Zwar ist bekannt, dass Neandertaler Werkzeuge verwendet haben, aber das Ausmaß, in dem sie Küstenressourcen ausbeuten konnten, war bis dato fraglich. In der Studie untersuchte ein Forscherteam um Paola Villa von der University of Colorado Artefakte aus der archäologischen Höhle des Neandertals der Grotta dei Moscerini in Italien. Sie ist eine von zwei Neandertaler-Stätten des Landes mit einer Fülle von handmodifizierten Muschelschalen aus der Zeit vor rund 100.000 Jahren. Während die Frühmenschen dafür bekannt sind, Speerspitzen aus Stein herzustellen, gab es bis jetzt nur wenige Beispiele dafür, wie sie Muscheln in Werkzeuge verwandeln. Bei der Ausgrabung der Höhle im Jahr 1949 wurden 171 solcher Teile entdeckt, die vorwiegend als Schaber benutzt wurden. Die Muschelstücke stammen von der im Mittelmeer vorkommenden Glänzenden Venusmuschel. Basierend auf dem Erhaltungszustand der Schalen, einschließlich der Beschädigung der Muscheln und ihrer Verkrustung durch Meeresorganismen, schlossen die Forscher, dass fast ein Viertel der gesammelten Artefakte als lebende Tiere unter Wasser vom Meeresboden gesammelt worden war anstatt vom Strand. In denselben Höhlensedimenten fanden die Archäologen auch reichlich Bimssteine, die vermutlich über Meeresströmungen von ausbrechenden Vulkanen im Golf von Neapel an den Moscerini-Strand getrieben und als Schleifmittel verwendet wurden.

Flexibel und kreativ

Muschelwerkzeuge, die in der Grotta dei Moscerini gefunden wurden. - © Villa et al., 2020
Muschelwerkzeuge, die in der Grotta dei Moscerini gefunden wurden. - © Villa et al., 2020

Diese Nachweise legen nahe, dass die Neandertaler tatsächlich ihren Atem angehalten haben, um nach den perfekten Muscheln für ihre Bedürfnisse zu tauchen. "Die Tatsache, dass sie Meeresressourcen ausbeuten, war unbekannt. Aber bis vor kurzem hat sich einfach niemand wirklich darum gekümmert", betont Villa in der Studie. Um die Muscheln abzusplittern und Schneidkanten zu formen, die lange Zeit dünn und scharf geblieben sind, benutzten die Neandertaler Steinhämmer, führt die Forscherin zudem aus.

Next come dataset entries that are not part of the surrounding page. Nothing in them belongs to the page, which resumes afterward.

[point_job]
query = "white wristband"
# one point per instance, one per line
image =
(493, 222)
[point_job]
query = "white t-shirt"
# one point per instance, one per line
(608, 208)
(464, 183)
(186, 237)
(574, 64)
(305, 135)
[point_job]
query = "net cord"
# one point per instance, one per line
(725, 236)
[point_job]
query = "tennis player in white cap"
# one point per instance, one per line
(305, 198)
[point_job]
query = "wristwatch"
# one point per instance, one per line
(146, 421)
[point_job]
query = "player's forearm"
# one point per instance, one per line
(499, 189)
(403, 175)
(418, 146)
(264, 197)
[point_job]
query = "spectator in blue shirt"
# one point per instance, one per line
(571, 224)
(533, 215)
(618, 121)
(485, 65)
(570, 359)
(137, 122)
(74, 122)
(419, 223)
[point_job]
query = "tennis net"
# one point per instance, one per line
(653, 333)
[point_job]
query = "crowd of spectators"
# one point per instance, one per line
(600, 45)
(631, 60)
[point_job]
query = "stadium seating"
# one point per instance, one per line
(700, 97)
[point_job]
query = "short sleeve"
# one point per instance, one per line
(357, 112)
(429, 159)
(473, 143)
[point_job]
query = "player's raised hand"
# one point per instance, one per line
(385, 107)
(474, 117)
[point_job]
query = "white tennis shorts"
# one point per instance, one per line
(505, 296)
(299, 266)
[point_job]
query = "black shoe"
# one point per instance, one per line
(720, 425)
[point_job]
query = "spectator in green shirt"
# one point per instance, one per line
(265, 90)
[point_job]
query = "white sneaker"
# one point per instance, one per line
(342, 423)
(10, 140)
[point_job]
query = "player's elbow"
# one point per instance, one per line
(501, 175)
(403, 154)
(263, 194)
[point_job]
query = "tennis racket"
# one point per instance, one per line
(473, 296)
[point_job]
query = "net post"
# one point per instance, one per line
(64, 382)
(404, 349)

Villa zeichnet damit ein Bild des strandliebenden Neandertalers. Doch damit ist sie nicht alleine. Schon in einer früheren Studie hatte der Anthropologe Erik Trinkhaus von der Washington University in St. Louis an den Ohren einiger Neandertaler-Skelette Knochenwucherungen identifiziert. Diese sogenannten Schwimmer-Ohren sind auch heute noch bei Menschen zu finden, die besonders viel Wassersport betreiben.

Für Villa sind die Studienergebnisse ein weiterer Beweis dafür, dass Neandertaler genauso flexibel und kreativ waren wie ihre menschlichen Verwandten, wenn es darum ging, ihren Lebensunterhalt zu bestreiten. Das stellt einen starken Kontrast zu ihrem gängigen Bild als rohe Höhlenmenschen, die von der Jagd oder dem Verzehr von Mammuts lebten, dar.